Constructing pipelines through domestic landscapes demands changes in titles to property or sometimes even expropriation of private or common lands. Routes crossing national borders become hostage to international conflict and may even generate such conflict themselves. Aramco’s Trans-Arabian Pipeline (TAPLine) was at the time of its completion the biggest pipeline in the world. It was constructed by Bechtel in the late 1940s between the oil fields of eastern Saudi Arabia and a Mediterranean terminus at Sidon in Lebanon. When the government of Syria resisted the passage of the pipeline across its territories, the CIA facilitated a convenient coup d’état by the Syrian army chief of staff Husni al-Zaim. The pipeline was then built through Syrian territory, even as the coup set in motion fifteen years of upheaval, coups, and countercoups in the country. Zaim was himself deposed and executed only four months after taking power. After the Six-Day War, conflict over transit fees and the Israeli occupation of the Golan Heights halted the transport of oil in the TAPLine beyond Jordan, leaving the segments in Syria, the Golan Heights, and Lebanon inoperative. When Jordan supported Saddam Hussein’s invasion of Kuwait in 1990, the Saudis terminated the flow of oil through the TAPLine altogether. By then they had built a pipeline from their oil fields on the coast of the Persian Gulf to terminals on the Red Sea, bypassing the contentious Hormuz and Bab el-Mandeb Straits. Violence has haunted not only the maritime trade of oil but also its flow through pipelines.

 

What makes the trade in oil so akin to the trade in sand is that the production of either commodity in one corner of the world shapes politics near and far.
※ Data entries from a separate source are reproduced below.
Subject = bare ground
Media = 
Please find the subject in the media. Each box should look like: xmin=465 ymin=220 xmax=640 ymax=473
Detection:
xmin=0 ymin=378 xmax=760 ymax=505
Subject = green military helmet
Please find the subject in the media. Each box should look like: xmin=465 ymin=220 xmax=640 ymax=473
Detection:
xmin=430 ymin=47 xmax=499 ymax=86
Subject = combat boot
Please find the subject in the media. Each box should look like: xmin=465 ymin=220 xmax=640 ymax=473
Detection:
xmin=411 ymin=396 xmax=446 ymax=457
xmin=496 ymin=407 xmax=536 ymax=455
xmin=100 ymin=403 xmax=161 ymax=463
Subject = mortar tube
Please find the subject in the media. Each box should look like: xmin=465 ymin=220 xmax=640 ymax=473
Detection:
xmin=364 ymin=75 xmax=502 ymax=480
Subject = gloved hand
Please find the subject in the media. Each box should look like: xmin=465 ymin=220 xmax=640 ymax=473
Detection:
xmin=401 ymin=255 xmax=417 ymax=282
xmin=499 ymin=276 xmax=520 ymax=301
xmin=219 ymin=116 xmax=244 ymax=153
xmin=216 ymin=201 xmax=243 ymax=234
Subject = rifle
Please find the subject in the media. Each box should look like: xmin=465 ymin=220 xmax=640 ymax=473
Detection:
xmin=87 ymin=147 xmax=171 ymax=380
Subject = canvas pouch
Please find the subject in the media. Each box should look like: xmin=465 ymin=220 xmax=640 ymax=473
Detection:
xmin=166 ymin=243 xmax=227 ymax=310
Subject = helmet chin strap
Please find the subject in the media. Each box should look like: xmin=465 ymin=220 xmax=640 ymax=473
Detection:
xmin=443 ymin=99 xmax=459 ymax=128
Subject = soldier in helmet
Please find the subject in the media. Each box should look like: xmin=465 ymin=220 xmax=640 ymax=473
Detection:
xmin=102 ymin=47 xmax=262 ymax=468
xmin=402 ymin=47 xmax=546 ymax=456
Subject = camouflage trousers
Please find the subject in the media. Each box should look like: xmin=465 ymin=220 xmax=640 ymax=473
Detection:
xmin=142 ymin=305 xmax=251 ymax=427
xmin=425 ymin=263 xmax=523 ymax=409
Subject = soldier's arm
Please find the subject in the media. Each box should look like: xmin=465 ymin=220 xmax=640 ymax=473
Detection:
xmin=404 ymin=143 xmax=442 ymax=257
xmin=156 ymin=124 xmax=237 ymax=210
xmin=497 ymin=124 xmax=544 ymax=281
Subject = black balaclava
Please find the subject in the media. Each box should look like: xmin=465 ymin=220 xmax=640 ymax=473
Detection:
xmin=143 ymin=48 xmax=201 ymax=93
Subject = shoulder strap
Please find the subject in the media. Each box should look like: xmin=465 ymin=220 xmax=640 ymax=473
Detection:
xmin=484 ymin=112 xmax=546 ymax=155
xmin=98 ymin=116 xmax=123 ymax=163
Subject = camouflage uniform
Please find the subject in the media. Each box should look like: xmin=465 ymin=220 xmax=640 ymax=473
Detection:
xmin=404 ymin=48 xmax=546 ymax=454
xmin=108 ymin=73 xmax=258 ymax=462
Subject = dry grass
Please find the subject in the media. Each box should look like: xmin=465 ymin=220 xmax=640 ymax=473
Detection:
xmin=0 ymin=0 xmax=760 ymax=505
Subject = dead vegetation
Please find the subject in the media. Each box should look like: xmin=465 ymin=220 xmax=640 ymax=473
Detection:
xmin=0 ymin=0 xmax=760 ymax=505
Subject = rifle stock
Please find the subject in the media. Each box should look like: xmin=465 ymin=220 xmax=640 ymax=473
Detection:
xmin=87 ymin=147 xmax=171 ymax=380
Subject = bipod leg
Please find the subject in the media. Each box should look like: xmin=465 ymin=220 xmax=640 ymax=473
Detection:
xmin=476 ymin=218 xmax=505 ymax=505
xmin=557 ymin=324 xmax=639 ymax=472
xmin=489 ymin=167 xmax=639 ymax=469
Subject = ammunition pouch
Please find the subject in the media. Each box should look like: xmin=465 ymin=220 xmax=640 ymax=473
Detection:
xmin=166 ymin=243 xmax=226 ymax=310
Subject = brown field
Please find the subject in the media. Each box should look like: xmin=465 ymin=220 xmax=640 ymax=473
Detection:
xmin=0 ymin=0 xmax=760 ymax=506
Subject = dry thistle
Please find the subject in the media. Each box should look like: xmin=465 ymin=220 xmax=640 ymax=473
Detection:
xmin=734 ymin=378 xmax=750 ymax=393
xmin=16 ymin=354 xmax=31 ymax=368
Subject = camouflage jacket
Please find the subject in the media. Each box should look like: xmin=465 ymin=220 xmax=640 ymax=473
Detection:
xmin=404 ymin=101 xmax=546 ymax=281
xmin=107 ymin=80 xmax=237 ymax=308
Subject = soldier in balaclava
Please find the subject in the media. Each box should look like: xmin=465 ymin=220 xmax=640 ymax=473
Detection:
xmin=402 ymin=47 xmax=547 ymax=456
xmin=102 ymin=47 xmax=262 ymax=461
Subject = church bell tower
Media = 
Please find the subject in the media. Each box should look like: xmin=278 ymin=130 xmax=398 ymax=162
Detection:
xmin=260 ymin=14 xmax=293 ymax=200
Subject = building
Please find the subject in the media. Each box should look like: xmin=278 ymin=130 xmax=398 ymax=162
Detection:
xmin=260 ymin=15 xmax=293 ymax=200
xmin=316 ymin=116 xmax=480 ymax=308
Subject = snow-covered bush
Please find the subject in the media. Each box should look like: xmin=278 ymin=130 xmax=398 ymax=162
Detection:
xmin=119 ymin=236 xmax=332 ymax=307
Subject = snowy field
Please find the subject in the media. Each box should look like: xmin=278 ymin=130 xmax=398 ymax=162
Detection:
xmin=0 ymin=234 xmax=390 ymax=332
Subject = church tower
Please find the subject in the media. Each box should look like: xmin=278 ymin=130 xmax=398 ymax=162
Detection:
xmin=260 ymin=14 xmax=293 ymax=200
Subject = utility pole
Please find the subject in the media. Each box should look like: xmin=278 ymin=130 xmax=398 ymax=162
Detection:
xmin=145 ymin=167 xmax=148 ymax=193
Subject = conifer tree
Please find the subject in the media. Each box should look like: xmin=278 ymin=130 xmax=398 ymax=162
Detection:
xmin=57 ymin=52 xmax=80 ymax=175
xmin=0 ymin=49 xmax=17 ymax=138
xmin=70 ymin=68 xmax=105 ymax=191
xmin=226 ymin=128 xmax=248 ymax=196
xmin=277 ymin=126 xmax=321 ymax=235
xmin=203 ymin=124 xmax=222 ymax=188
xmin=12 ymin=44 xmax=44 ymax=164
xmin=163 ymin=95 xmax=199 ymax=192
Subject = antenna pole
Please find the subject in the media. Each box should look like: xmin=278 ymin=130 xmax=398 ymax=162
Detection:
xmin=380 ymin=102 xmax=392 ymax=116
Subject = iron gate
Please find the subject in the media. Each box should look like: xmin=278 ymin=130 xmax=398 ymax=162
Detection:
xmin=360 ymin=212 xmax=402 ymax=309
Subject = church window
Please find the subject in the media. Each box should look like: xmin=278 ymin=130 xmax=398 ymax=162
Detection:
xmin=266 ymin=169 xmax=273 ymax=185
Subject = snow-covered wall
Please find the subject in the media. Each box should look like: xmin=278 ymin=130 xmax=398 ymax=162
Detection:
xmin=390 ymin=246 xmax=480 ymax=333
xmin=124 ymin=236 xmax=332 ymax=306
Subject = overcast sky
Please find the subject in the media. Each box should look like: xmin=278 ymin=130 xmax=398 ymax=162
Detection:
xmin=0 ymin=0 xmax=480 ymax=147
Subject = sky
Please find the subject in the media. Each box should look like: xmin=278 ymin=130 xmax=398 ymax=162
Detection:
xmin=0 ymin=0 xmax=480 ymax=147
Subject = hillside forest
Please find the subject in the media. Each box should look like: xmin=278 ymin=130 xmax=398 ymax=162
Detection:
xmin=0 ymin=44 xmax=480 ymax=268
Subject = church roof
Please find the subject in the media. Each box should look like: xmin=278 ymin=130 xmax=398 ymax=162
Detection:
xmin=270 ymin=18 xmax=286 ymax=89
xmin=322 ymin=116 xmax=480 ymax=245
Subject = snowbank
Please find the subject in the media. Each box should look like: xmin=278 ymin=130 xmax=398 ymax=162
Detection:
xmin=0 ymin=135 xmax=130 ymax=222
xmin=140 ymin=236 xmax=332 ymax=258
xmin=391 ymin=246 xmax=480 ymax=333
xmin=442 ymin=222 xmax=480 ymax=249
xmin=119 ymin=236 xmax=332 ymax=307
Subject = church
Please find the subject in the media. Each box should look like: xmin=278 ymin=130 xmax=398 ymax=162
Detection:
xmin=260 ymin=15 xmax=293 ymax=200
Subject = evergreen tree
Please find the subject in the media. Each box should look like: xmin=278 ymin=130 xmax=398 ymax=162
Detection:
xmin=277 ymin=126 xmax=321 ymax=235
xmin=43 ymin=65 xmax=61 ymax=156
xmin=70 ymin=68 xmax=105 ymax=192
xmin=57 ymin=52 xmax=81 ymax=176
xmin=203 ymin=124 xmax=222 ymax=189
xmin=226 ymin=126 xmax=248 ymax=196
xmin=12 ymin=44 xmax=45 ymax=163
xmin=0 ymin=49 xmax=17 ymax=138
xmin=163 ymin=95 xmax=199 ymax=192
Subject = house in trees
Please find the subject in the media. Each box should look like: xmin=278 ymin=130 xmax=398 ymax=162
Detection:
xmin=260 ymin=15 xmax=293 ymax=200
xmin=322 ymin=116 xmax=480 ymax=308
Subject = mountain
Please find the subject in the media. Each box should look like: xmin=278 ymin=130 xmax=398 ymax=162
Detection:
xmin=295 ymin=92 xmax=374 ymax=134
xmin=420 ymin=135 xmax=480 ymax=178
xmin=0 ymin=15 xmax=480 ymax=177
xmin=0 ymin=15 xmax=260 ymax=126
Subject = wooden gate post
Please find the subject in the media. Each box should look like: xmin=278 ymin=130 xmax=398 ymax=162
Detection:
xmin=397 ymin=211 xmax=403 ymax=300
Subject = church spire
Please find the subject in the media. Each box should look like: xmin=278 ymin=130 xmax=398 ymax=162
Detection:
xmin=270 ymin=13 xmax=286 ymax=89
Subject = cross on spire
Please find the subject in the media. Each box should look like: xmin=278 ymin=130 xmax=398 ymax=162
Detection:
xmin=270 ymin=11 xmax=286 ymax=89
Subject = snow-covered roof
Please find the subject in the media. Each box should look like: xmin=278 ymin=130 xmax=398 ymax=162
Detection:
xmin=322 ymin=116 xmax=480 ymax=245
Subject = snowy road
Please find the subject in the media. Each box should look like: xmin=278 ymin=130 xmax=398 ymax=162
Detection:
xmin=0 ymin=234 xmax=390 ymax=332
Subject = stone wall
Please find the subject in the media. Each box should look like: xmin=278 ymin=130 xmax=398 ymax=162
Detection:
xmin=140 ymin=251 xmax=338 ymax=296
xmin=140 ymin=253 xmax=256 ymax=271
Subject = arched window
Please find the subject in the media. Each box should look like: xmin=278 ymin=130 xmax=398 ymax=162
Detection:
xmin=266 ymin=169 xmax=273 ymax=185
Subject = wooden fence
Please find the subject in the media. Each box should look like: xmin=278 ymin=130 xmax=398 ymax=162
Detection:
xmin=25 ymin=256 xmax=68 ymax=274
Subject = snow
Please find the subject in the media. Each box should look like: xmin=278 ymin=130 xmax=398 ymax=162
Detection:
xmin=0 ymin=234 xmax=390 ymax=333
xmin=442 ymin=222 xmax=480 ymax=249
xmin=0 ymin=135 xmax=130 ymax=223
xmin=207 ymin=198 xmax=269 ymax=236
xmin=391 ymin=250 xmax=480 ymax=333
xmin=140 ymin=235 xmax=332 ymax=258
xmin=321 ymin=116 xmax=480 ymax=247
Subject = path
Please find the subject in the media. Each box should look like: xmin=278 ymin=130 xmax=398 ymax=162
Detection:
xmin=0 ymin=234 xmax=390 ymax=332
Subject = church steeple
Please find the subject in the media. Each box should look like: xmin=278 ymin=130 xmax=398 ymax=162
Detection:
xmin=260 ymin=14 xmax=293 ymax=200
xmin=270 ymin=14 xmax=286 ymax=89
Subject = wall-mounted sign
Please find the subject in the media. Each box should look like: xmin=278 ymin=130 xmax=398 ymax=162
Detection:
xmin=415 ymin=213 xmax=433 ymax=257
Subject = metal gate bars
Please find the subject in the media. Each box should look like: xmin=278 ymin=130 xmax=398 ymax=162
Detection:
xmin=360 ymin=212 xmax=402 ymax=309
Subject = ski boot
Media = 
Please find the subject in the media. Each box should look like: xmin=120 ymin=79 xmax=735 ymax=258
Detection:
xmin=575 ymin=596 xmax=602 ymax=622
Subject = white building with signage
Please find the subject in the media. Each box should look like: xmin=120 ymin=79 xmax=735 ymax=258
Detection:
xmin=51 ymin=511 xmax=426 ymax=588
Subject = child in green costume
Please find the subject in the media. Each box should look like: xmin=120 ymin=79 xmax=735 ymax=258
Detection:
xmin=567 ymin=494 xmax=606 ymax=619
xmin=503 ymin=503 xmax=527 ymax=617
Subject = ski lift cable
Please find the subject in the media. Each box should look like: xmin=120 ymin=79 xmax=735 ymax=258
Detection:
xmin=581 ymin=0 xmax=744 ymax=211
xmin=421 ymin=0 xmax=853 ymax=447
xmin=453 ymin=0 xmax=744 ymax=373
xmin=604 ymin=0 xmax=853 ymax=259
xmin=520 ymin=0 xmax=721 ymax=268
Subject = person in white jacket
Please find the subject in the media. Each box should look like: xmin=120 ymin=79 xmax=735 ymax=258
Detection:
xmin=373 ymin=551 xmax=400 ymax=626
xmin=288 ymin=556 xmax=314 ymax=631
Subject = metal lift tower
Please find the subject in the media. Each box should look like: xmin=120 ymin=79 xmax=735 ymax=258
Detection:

International trade affects each country differently, but it does have global consequences. President Donald Trump’s nationalist terms of international trade may have laid bare the scaffolding of U.S. global economic power, always defended by the country’s coercive might, always supreme whether on protectionist or free-trade terms. Yet it must be noted that trade has only ever been truly free for those whose economies were large enough and powerful enough to have a significant head start and advantage over their rivals. The effects of global inequalities are felt not only between different countries but within them. As shale oil seeps into groundwater and hydraulic fracturing generates earthquakes, as stores of sand and silt and gravel accumulated over millennia are expropriated for yet more electronics and yet more skyscrapers, trade facilitates the upward distribution of social goods held in common both locally and globally. One measure of how contentious this purloining from the commons has become is the breadth, depth, and violence of the struggles to preserve our waters, our river­beds, that last beach.